Trump’s accommodation handcuffs U.S. abilities to restrict Iran economically. Analysts caution that without multilateral backing, other countries may follow suit, diluting enforcement.

B. Gulf Allies’ Reaction

Saudi Arabia and UAE—aligned with America—may interpret this as a shift toward tolerating Iranian oil sales, potentially complicating OPEC alignment. Regional energy diplomacy could prove more unstable.

C. Global Oil Markets

Oil prices dropped ~6% following Trump’s statement. Markets are trying to reconcile theoretical policy change with actual enforcement, producing volatility. From a market standpoint, the statement triggered a sharp ~6% drop in global oil prices, reflecting investor interpretation that enforcement may be loosening—even without formal policy changes. Analysts described Trump’s framing as a return to “lax enforcement standards,” as it bypassed earlier restrictions on Chinese “teapot” refiners and port terminals that had millions of barrels in floating Iranian inventories.

Why Trump May Have Allowed This

A. Ceasefire Leverage in Trade Talks

Trump, claiming credit for an Israel–Iran ceasefire, framed this as leverage to jumpstart stalled China–U.S. trade negotiations, suggesting “peace” unlocks benefits on both fronts .

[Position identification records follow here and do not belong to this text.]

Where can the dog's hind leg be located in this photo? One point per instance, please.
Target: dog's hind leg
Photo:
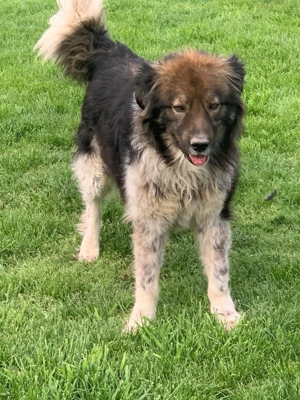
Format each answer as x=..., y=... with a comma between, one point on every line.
x=214, y=245
x=148, y=255
x=89, y=171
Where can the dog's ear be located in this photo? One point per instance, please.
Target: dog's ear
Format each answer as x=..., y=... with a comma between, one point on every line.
x=144, y=84
x=238, y=72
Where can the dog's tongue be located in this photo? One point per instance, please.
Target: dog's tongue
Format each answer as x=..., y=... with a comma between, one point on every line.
x=198, y=160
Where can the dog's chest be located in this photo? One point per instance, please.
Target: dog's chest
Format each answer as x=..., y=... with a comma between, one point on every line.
x=170, y=201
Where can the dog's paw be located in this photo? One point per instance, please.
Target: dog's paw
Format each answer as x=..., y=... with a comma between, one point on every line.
x=88, y=255
x=229, y=319
x=224, y=309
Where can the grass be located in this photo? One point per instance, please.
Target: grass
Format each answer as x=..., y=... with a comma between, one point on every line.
x=60, y=321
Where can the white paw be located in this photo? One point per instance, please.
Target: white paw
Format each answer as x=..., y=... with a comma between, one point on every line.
x=136, y=320
x=226, y=312
x=90, y=254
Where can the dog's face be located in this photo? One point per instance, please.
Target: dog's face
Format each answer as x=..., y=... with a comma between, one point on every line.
x=192, y=102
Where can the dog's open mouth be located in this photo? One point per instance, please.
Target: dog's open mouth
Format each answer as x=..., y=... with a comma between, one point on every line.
x=198, y=160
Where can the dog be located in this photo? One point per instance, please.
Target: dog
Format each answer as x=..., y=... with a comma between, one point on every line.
x=166, y=134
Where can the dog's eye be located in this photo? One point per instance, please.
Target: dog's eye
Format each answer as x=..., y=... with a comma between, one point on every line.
x=214, y=105
x=179, y=108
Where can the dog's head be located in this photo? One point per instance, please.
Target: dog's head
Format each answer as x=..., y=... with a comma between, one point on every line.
x=191, y=102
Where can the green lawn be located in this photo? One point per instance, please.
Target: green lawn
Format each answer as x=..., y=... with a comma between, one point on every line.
x=61, y=320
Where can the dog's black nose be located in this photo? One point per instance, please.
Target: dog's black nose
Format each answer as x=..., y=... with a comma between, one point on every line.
x=200, y=147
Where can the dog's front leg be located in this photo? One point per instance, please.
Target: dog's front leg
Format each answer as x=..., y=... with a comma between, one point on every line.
x=214, y=247
x=148, y=247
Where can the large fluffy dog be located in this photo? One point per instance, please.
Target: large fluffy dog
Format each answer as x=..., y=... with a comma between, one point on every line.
x=166, y=134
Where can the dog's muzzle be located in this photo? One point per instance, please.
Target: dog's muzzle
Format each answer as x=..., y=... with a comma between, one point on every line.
x=198, y=151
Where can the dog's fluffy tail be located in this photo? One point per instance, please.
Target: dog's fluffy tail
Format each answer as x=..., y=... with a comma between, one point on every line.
x=75, y=32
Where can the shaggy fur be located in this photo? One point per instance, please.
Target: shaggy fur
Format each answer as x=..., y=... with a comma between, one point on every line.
x=166, y=134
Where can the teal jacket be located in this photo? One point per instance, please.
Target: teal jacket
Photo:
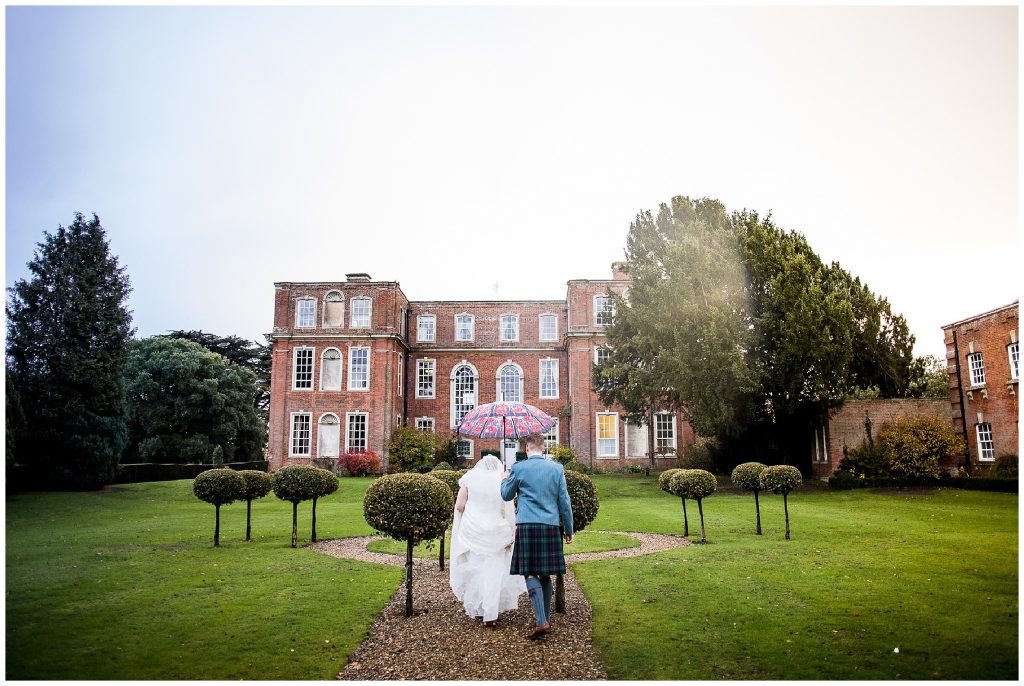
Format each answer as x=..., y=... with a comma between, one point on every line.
x=540, y=484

B. Energy and Political Strategy

By sidestepping sanctions, Trump may be aiming to reduce geopolitical risk in the Strait  of Hormuz, protect China’s supply routes, and push China toward purchasing more American oil—tying the move to domestic U.S. energy employment .

C. Tactical Messaging

Trump’s statement appears less a legal rollback and more strategic messaging—perhaps to pressure Iran diplomatically, or preempt criticism that sanctions alone aren’t shifting behavior .

Risks and Criticism

A. Domestic Backlash

Some Republicans and Iran hawks view this as ceding to China and undercutting sanctions: a slippery slope that weakens maximum pressure and could embolden Tehran.

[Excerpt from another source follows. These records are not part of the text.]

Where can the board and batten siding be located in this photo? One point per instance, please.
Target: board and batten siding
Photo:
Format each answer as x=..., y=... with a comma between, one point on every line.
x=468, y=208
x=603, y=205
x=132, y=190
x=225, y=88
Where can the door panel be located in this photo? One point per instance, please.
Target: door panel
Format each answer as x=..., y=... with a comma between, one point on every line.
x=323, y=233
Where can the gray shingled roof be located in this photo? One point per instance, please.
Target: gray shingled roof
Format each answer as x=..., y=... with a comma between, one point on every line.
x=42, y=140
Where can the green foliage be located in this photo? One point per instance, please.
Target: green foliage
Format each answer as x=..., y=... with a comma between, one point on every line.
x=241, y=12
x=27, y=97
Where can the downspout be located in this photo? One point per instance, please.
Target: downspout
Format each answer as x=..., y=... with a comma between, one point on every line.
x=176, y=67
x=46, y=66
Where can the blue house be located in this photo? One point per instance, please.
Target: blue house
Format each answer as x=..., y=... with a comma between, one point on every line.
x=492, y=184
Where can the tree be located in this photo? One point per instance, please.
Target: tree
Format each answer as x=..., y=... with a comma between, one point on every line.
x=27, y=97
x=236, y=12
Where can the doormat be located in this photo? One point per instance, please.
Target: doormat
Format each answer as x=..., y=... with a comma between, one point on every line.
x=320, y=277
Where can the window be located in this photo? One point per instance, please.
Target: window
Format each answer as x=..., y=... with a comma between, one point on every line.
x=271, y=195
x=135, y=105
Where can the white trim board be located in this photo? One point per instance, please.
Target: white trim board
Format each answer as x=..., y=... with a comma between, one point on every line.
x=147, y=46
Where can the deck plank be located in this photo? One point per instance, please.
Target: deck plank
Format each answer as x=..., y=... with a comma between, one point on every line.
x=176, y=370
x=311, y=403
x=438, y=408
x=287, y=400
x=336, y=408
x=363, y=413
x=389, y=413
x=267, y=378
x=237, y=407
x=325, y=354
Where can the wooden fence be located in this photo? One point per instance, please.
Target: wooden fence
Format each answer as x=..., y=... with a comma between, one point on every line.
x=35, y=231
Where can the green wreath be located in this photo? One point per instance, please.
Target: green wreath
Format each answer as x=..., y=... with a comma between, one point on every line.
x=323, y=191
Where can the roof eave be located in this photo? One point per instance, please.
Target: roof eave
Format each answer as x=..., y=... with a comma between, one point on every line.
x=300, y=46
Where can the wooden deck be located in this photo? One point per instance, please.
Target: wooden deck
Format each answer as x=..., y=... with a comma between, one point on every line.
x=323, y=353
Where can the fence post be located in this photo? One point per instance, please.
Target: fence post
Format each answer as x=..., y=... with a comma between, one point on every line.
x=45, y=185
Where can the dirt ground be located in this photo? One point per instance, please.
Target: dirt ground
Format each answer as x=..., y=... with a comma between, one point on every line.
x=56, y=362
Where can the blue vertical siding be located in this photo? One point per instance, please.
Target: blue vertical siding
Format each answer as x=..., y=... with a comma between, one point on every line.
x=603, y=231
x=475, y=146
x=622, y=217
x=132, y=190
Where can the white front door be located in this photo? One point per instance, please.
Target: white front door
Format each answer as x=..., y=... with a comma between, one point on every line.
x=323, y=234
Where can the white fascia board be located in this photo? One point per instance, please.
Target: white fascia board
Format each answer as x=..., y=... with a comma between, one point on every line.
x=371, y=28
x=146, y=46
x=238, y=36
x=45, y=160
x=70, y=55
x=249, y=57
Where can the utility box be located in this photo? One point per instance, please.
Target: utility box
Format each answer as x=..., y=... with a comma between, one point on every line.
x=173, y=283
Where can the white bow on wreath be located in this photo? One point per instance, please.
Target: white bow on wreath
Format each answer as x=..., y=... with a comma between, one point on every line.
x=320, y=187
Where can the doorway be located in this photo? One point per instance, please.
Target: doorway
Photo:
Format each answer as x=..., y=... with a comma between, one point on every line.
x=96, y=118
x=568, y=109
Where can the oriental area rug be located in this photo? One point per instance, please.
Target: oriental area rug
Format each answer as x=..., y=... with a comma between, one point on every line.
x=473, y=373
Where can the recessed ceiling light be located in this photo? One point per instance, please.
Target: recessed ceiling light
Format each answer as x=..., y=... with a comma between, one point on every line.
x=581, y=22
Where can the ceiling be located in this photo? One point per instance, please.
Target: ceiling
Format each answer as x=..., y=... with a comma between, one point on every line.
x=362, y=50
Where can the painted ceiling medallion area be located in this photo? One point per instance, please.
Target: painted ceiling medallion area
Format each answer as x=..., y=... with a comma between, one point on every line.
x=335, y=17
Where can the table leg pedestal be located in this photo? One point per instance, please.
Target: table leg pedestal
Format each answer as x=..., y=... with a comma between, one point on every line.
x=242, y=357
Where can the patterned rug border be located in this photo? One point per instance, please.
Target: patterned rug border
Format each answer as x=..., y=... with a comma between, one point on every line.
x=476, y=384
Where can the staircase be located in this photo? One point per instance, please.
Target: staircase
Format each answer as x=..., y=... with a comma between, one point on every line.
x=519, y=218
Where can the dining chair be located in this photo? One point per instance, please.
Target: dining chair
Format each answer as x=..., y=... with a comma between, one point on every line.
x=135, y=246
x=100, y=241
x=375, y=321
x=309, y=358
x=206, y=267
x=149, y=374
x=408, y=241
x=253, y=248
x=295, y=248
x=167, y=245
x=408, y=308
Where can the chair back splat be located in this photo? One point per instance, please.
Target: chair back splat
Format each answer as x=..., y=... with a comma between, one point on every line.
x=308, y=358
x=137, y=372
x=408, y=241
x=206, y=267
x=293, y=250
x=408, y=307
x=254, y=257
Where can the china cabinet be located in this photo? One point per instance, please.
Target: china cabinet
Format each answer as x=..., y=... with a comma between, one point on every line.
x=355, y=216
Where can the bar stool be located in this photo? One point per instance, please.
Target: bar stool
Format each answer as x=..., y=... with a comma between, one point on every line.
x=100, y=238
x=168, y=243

B. Congressional Objections

Legal sanctions remain intact and would require Congressional action to repeal. Without this, the move may be symbolic with no legislative backing .

C. Risk of Precedent

If China is allowed to circumvent sanctions, other nations may follow, undermining multilateral coalition building and golden-standard sanction architecture.

Energy outlook:

Iran’s overall crude exports rebounded from around 0.4 mbpd in 2020 (post-JCPOA sanctions) to 1.4 mbpd by 2023, with 90% of that going to China . Meanwhile, Iran International reports that nearly half of Iran’s exports are controlled by the IRGC, with approximately $12.6 billion flowing to the organization via covert channels, reinforcing the deep state’s leverage within this trade.

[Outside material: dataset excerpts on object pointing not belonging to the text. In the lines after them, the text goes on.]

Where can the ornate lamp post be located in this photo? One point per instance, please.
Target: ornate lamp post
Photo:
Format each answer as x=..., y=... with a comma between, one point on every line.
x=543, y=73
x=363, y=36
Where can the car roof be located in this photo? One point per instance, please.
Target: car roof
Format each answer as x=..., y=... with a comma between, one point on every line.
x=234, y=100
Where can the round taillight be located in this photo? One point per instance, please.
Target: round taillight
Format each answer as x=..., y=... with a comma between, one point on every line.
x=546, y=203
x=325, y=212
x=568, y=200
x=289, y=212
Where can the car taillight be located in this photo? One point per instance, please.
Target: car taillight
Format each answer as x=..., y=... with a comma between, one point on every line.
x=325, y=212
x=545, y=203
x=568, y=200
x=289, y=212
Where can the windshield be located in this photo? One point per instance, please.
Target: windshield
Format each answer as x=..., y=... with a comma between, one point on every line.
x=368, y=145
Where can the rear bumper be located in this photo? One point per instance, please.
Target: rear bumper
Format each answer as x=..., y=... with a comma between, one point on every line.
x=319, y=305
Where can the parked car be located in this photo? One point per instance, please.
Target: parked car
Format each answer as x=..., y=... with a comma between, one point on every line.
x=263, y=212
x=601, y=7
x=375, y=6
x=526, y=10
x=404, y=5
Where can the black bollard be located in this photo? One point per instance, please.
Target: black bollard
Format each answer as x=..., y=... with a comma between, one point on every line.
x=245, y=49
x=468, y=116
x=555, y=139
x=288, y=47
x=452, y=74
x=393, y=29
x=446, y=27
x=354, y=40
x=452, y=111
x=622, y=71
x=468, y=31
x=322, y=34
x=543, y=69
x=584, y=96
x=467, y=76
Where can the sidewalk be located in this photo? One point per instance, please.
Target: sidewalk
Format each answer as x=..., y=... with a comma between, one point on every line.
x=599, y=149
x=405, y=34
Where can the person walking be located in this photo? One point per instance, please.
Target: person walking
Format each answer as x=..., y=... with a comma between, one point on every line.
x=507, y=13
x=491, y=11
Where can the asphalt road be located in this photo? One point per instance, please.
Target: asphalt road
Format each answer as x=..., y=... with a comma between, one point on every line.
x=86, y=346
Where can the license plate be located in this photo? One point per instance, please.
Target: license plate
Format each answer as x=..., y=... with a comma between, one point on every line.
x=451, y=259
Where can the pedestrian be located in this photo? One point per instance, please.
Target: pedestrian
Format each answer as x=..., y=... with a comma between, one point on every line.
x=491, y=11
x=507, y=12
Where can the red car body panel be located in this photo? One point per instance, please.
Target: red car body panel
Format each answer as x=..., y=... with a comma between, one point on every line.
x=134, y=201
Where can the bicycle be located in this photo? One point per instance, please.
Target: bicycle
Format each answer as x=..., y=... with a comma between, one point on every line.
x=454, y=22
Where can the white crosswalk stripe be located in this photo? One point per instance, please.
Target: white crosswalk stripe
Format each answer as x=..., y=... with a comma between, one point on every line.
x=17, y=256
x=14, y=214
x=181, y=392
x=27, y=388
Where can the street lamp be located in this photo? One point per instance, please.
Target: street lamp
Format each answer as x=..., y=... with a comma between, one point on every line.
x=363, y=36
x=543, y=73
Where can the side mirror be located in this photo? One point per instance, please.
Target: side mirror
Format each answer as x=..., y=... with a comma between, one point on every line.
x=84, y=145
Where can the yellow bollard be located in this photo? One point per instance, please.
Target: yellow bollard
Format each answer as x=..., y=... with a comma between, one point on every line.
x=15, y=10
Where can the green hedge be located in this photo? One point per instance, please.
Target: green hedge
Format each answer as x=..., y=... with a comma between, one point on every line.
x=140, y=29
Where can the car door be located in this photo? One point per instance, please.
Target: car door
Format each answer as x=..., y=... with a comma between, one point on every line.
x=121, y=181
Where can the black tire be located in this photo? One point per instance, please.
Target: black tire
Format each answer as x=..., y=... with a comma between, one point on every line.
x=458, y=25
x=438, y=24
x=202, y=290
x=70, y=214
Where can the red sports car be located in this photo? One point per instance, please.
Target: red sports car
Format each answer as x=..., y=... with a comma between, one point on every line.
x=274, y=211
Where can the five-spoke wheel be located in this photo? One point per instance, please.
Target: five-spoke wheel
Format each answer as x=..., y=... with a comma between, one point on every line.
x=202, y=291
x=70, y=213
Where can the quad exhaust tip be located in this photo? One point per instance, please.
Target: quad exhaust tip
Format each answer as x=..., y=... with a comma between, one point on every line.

Legal and diplomatic constraints remain significant:

U.S. legal experts note that any true waiver of sanctions would necessitate formal Treasury licenses and Congressional notification, a cumbersome process unlikely to have been completed just by a Truth Social post . Inside the Chinese system, port authorities already began banning “shadow” tankers from major terminals in early January, penalizing vessels tied to U.S. sanctions and reducing direct offloading—suggesting potential enforcement on both sides.

Strategic consequences:

A broader report by Reuters notes that while Iranian oil exports hit 1.5 mbpd in early 2024, price negotiation tensions slowed flows, with Tehran narrowing discounts from $10 to closer to $5–6 per barrel . Analysts suggest that even with temporary policy or messaging shifts from the U.S., the economic fundamentals are shifting: shipping cost increases, Chinese refinery slowdowns, and rising global oil prices may reshape the calculus behind buying Iranian crude.

Conclusion

Trump’s statement that China can continue buying Iranian oil marks a dramatic moment in energy diplomacy, sanctions policy, and U.S.-China strategic interplay. It underscores a pragmatic balancing act: preserving China’s flow of oil while exerting leverage to boost U.S. exports. But it also opens a rift in global sanction enforcement, risks alienating U.S. Gulf allies, and invites scrutiny from Congress. The move reflects Trump’s transactional style, using crisis-response and ceasefire crafting as bargaining chips in unilateral energy diplomacy. As oil markets react, the world watches to see whether this signals the start of a new era of sanctions flexibility, or an emblematic yet temporary concession tied to his broader trade stratagem.